Execution of Sub-license Agreement from Ping An-Shionogi Hong Kong to Juniper Therapeutics and SAR approval in Singapore regarding ensitrelvir fumaric acid, a treatment drug for the novel coronavirus infection (COVID-19)

Shionogi & Co., Ltd.  (Head Office: Osaka, Japan; Chief Executive Officer: Isao Teshirogi, Ph.D.; hereafter “Shionogi”) announced Ping An-Shionogi (Hong Kong) Limited (Head Office: Hong Kong, China; Chairman and Chief Executive Officer: Tatsumori Yoshida; hereafter “Ping An-Shionogi Hong Kong”) and Juniper Therapeutics Pte. Ltd. (Headquarters: Singapore; CEO: Raman Singh; hereinafter referred to as “Juniper”) signed a sub-license agreement regarding the manufacturing and marketing approval application as well as the post-approval sales of ensitrelvir fumarate (hereinafter referred to as “ensitrelvir”) for the treatment of COVID-19 in Singapore.

Juniper is a healthcare company based in Singapore, focusing on the development and sales of pharmaceuticals in the areas of cancer, rare diseases, and infectious diseases. Through this sub-licensing agreement, Shionogi Hong Kong will grant Juniper the rights for the manufacturing and marketing approval application and sales of ensitrelvir in Singapore. After obtaining approval, Shionogi Hong Kong will supply the product to Juniper, and Juniper will be responsible for its sales. Juniper plans to proceed with discussions with the Singaporean authorities and aim for manufacturing and marketing approval application in Singapore based on the Phase 2/3 trial data conducted in Asia.

Ensitrelvir has been approved in Singapore on November 15, 2023, based on the Special Access Route (SAR) application. SAR is a Singapore-specific system for importing and supplying unapproved drugs, focusing on treatments for diseases with particularly high medical needs where there are no other treatment options available.

 Shionogi is committed to “Protect people worldwide from the threat of infectious diseases” with research and development of therapeutics, while also working towards total care through awareness building, epidemiologic monitoring, prevention, diagnosis, and addressing exacerbations, as well as treating infections directly. As SARS-CoV-2 continues to have a major impact on people’s lives and to represent a global threat, Shionogi are accelerating our efforts towards the practical use of ensitrelvir overseas. Through the collaboration between Shionogi Hong Kong and Juniper, we aim to obtain manufacturing and marketing approval for ensitrelvir while also contributing to the treatment of COVID-19 in Singapore, leveraging the SAR approval as an opportunity.

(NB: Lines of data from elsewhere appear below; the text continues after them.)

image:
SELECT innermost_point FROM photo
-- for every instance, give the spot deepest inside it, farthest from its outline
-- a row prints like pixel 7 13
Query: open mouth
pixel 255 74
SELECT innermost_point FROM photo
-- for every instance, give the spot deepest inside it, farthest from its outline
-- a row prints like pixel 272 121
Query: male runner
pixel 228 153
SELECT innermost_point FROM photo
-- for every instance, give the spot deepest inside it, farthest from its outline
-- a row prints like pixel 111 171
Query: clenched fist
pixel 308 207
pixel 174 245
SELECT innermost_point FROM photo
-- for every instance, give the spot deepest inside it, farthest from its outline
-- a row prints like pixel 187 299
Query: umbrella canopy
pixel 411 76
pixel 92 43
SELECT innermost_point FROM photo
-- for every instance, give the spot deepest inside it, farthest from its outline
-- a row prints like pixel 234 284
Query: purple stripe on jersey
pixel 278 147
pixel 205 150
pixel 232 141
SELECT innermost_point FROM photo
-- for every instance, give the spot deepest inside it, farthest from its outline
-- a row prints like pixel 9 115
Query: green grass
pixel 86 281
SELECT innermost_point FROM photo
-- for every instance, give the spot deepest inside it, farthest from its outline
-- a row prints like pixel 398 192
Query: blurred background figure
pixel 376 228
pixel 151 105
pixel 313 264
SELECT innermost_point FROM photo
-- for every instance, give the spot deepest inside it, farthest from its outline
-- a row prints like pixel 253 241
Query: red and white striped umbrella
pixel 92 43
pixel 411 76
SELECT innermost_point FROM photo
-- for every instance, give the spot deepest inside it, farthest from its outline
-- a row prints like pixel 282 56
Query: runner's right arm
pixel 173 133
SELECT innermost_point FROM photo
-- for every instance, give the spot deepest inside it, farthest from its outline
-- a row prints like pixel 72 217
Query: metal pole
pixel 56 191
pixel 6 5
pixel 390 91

About Juniper Therapeutics

Juniper Therapeutics is a wholly owned company of Juniper Biologics. Juniper Biologics is a science-led healthcare company focused on delivering novel therapies to improve the health and quality of life of patients, by building a growing presence in Oncology and Oncology Supportive Care, Rare/Orphan Diseases, and Gene Therapy. It was founded on a vision to provide treatments for unmet medical needs focused on specialist therapy areas in which it can make the most difference. Through bold and transformative science, Juniper Biologics is committed to creating possibilities that have the potential to become the next generation of life-changing medicines for patient communities in China, Japan, Asia, Australia, New Zealand, the Middle East, and Africa.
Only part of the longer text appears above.